Training Configuration#

Detailed configuration of training hyperparameters for optimal synthetic data generation model training in NVIDIA NeMo Safe Synthesizer.

Overview#

Training hyperparameters control how the model learns from your tabular data. These parameters directly affect training performance, model quality, and resource usage. The system provides sensible defaults while allowing fine-tuning for specific use cases.

Core Training Parameters#

Training Data Configuration#

Parameter

Type

Description

Default

Validation

num_input_records_to_sample

int/auto

Number of records for training

“auto”

≥ 0

{
  "training": {
    "num_input_records_to_sample": "auto"  # Automatic selection
    # OR
    "num_input_records_to_sample": 50000   # Specific count
  }
}

Guidelines for num_input_records_to_sample:

  • “auto”: System selects based on dataset size and complexity

  • Specific Count: Direct control over training data volume

  • Epoch Relationship: Same as number of records in dataset = 1 epoch, larger = multiple epochs, smaller = subsampling

  • Performance Impact: More records = longer training, potentially better quality

Batch Size Configuration#

Parameter

Type

Description

Default

Validation

batch_size

int

Training batch size per device

1

≥ 1

gradient_accumulation_steps

int

Steps to accumulate gradients

8

≥ 1

{
  "training": {
    "batch_size": 1,
    "gradient_accumulation_steps": 8  # Effective batch size = 1 * 8 = 8
  }
}

Effective Batch Size Calculation:

Effective Batch Size = batch_size × gradient_accumulation_steps × num_devices

Memory vs Performance Trade-offs:

  • Small Batch (1-2): Lower memory, stable training, slower convergence

  • Large Batch (4-8): Higher memory, faster convergence, potential instability

  • Gradient Accumulation: Simulate larger batches without memory increase

Context Length Scaling#

Parameter

Type

Description

Default

Validation

rope_scaling_factor

int

Scaling factor for context window

“auto”

1 <= value <= 6

{
  "training": {
    "rope_scaling_factor": "auto"  # Automatic scaling
    # OR
    "rope_scaling_factor": 2       # 2x context length
  }
}

Scaling Impact:

  • Enables processing longer tabular sequences

  • May affect training stability and performance

  • Requires more GPU memory

Optimization Parameters#

Learning Rate Configuration#

Parameter

Type

Description

Default

Validation

learning_rate

float

Initial learning rate for AdamW optimizer

0.0005

0 < value < 1

weight_decay

float

Weight decay factor

0.01

0 < value < 1

warmup_ratio

float

Warmup ratio for learning rate

0.05

> 0

{
  "training": {
    "learning_rate": 0.0005,
    "weight_decay": 0.01,
    "warmup_ratio": 0.05
  }
}

Learning Rate Guidelines:

  • Conservative (1e-5 to 1e-4): Stable training, slower convergence

  • Standard (3e-4 to 1e-3): Balanced performance (recommended)

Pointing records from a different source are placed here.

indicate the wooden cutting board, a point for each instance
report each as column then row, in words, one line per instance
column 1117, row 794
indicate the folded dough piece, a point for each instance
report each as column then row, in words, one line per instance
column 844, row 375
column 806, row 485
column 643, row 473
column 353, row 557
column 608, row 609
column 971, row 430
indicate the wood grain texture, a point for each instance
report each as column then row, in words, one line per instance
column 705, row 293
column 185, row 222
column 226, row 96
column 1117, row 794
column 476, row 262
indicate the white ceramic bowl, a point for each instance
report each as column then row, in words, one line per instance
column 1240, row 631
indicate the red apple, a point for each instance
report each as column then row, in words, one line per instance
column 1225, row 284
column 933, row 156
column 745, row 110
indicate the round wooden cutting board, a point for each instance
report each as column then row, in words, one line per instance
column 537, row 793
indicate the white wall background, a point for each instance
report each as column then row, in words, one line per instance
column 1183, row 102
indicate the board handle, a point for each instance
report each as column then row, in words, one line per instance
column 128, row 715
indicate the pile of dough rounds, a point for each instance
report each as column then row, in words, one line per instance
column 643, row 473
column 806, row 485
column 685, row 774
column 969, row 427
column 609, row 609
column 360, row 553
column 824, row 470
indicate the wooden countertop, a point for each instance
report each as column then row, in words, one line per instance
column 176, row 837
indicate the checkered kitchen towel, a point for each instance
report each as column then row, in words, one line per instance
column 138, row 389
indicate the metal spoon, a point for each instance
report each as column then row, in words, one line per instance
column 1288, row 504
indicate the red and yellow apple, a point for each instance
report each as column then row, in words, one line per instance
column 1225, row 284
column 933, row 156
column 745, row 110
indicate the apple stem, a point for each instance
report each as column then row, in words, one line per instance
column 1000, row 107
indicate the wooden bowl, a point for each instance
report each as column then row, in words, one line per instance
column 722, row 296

  • Aggressive (1e-3+): Fast convergence, potential instability

Learning Rate Scheduler#

Parameter

Type

Description

Default

lr_scheduler

str

Learning rate scheduler type

“cosine”

{
  "training": {
    "lr_scheduler": "cosine"  # Cosine annealing
    # Other options: "linear", "polynomial", "constant"
  }
}

Scheduler Types:

  • cosine: Smooth decay, good for most cases

  • linear: Linear decay from initial to 0

  • polynomial: Polynomial decay curve

  • constant: No learning rate decay

LoRA-Specific Parameters#

LoRA Architecture Settings#

Parameter

Type

Description

Default

Range

lora_r

int

LoRA rank (complexity)

32

> 0

lora_alpha_over_r

float

Alpha/rank ratio

1.0

0.5-3.0

use_rslora

bool

Rank-stabilized LoRA

True

True/False

{
  "training": {
    "lora_r": 32,
    "lora_alpha_over_r": 1.0,
    "use_rslora": true
  }
}

LoRA Alpha Calculation:

lora_alpha = lora_r × lora_alpha_over_r

Parameter Relationships:

  • Higher rank = more trainable parameters = better expressiveness

  • Alpha controls scaling of LoRA updates

  • RSLoRA provides better training stability

Target Module Selection#

{
  "training": {
    "lora_target_modules": [
      "q_proj",    # Query projection
      "k_proj",    # Key projection  
      "v_proj",    # Value projection
      "o_proj"     # Output projection
    ]
  }
}

Module Selection Strategies:

Attention-Only (Default):

"lora_target_modules": ["q_proj", "k_proj", "v_proj", "o_proj"]
  • Fast training, good for most tabular data

  • Lower memory usage

  • Sufficient for pattern learning

Full Attention + MLP:

"lora_target_modules": ["q_proj", "k_proj", "v_proj", "o_proj", "gate_proj", "up_proj", "down_proj"]
  • Slower training, higher memory

  • Better for complex data patterns

  • More expressive model capacity

Unsloth Optimization#

{
  "training": {
    "use_unsloth": false  # Standard training
    # OR  
    "use_unsloth": true   # Unsloth optimization
  }
}

Unsloth Configuration:

  • Automatically optimizes model architecture

  • Provides 2-5x speedup for supported models

  • Incompatible with differential privacy

Validation Configuration#

Validation Settings#

Parameter

Type

Description

Default

Range

validation_ratio

float

Fraction of data for validation

0.0

0.0-1.0

validation_steps

int

Steps between validation checks

15

> 0

{
  "training": {
    "validation_ratio": 0.1,      # 10% for validation
    "validation_steps": 15        # Validate every 15 steps
  }
}

Hyperparameter Tuning Guidelines#

Performance Tuning#

  1. Start with Defaults: Use default values as baseline

  2. Adjust Gradually: Change one parameter at a time

  3. Monitor Validation: Use validation to guide tuning

  4. Consider Resources: Balance quality vs resource constraints

Common Tuning Patterns#

For Better Quality:

  • Increase lora_r (32 → 64)

  • Add more lora_target_modules

  • Increase num_input_records_to_sample

  • Lower learning_rate for stability

For Faster Training:

  • Enable use_unsloth

  • Increase batch_size (if memory allows)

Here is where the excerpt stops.